# Lab 11: Intro to python and numpy 

## Announcements 

- HW3 is posted, due Nov 15. 

## Python

Today we are going to try to do a brief introduction of Python and `numpy` hopefully these topics aren't entirely new to you, but we are going to try to start from the beginning. 

### Installing Python 

- Unlike `R`, there are actually many different python distributions out there, so there are multiple ways that one could install python.
- The first is going straight to the source: [https://www.python.org/downloads/](https://www.python.org/downloads/).
- Alternatively, we can use a distribution like Anaconda/Miniconda. 

### Package managers

- The default package manager is `pip`. This comes with most python distributions. You can install packages by running something on the command line like `pip install numpy`.
- There are more sophisticated package managers that give more flexibility. The most popular example is `conda`, which comes with Anaconda / Miniconda.
- To install a package using conda, it's just as simple! `conda install numpy`.

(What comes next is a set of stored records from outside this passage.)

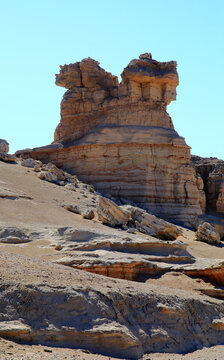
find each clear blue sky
[0,0,224,158]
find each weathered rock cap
[121,53,179,86]
[55,57,118,89]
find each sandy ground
[0,338,224,360]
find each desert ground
[0,161,224,360]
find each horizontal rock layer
[18,54,203,222]
[0,253,224,359]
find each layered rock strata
[0,253,224,359]
[191,155,224,213]
[18,54,201,222]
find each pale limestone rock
[15,53,201,222]
[0,227,30,244]
[38,171,58,183]
[82,210,95,220]
[0,139,9,153]
[196,222,220,245]
[121,205,181,240]
[0,152,17,163]
[191,214,224,240]
[21,158,42,171]
[0,253,224,359]
[191,155,224,213]
[63,205,81,215]
[97,196,128,226]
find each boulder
[0,227,31,244]
[63,205,81,215]
[121,205,181,240]
[21,158,42,169]
[82,210,95,220]
[196,222,221,245]
[97,196,129,226]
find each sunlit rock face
[15,53,201,222]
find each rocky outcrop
[0,139,9,153]
[17,54,203,222]
[196,222,221,245]
[97,196,129,226]
[191,155,224,213]
[0,253,224,359]
[97,196,181,240]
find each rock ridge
[17,53,203,223]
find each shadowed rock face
[16,53,201,222]
[191,155,224,215]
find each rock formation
[0,160,224,360]
[191,155,224,213]
[17,54,203,222]
[0,139,9,153]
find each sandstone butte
[17,53,205,223]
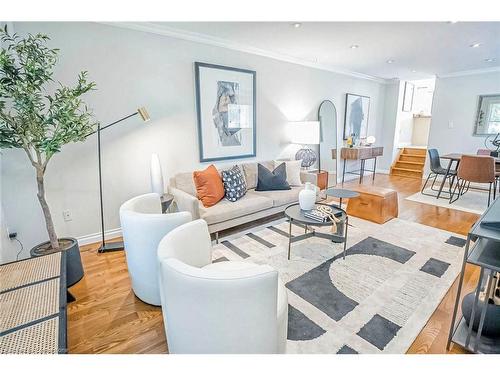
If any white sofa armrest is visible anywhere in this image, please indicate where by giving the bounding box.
[170,187,200,220]
[300,171,318,185]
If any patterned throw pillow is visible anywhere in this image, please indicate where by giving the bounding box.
[222,165,247,202]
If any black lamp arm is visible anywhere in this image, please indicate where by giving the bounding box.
[86,112,139,137]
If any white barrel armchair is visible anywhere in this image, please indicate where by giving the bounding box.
[120,193,191,306]
[158,220,288,354]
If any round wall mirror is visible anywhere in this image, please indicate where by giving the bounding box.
[318,100,337,186]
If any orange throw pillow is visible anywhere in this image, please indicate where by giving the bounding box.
[193,164,225,207]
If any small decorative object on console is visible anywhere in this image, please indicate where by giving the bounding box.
[299,182,316,211]
[151,154,165,196]
[304,208,330,223]
[290,121,320,168]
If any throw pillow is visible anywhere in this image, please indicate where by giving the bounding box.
[222,165,247,202]
[255,163,290,191]
[193,164,224,207]
[274,160,303,186]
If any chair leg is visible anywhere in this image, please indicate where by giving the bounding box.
[420,173,437,193]
[450,177,465,204]
[449,175,457,193]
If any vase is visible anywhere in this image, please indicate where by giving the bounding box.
[299,182,316,211]
[151,154,165,195]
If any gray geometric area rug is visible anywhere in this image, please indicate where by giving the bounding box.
[213,217,465,354]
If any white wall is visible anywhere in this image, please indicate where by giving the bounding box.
[2,23,385,262]
[411,117,431,146]
[429,72,500,153]
[377,81,400,171]
[426,72,500,173]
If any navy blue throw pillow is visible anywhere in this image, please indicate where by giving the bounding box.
[255,163,290,191]
[222,165,247,202]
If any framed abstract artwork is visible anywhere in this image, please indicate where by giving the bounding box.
[344,94,370,140]
[402,82,415,112]
[195,62,257,162]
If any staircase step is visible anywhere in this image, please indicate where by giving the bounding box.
[399,154,425,163]
[391,167,423,178]
[403,147,427,156]
[395,160,424,172]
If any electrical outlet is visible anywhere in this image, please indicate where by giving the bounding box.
[63,210,73,221]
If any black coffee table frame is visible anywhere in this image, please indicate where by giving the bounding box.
[285,203,349,260]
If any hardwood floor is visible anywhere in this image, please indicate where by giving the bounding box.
[68,174,479,354]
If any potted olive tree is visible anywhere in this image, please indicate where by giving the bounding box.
[0,27,97,285]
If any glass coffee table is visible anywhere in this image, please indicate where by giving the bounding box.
[285,203,349,260]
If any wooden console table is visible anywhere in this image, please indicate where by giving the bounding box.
[0,251,68,354]
[340,146,384,183]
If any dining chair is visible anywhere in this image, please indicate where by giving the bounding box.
[420,148,457,197]
[450,155,497,206]
[477,148,500,193]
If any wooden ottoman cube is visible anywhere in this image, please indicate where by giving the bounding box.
[347,185,398,224]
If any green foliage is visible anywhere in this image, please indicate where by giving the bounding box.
[0,27,97,167]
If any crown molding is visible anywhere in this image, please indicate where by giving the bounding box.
[437,66,500,78]
[99,22,387,84]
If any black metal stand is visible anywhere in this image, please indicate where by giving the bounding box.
[95,111,147,253]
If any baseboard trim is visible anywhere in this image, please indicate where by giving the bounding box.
[76,228,122,246]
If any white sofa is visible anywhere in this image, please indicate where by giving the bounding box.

### What exactly is conda? 

- conda can be used to install packages, but in reality it is a way to manage (virtual) *environments*.
- A virtual environment is a tool that helps to keep dependencies required by different projects separate by creating isolated spaces for them that contain per-project dependencies for them.
- Idea: the package version of numpy I want to use for `project1` might not be the same that I use for `project2`; even more extreme, the version of python I want use for one project might not be the same as the version I use for another project.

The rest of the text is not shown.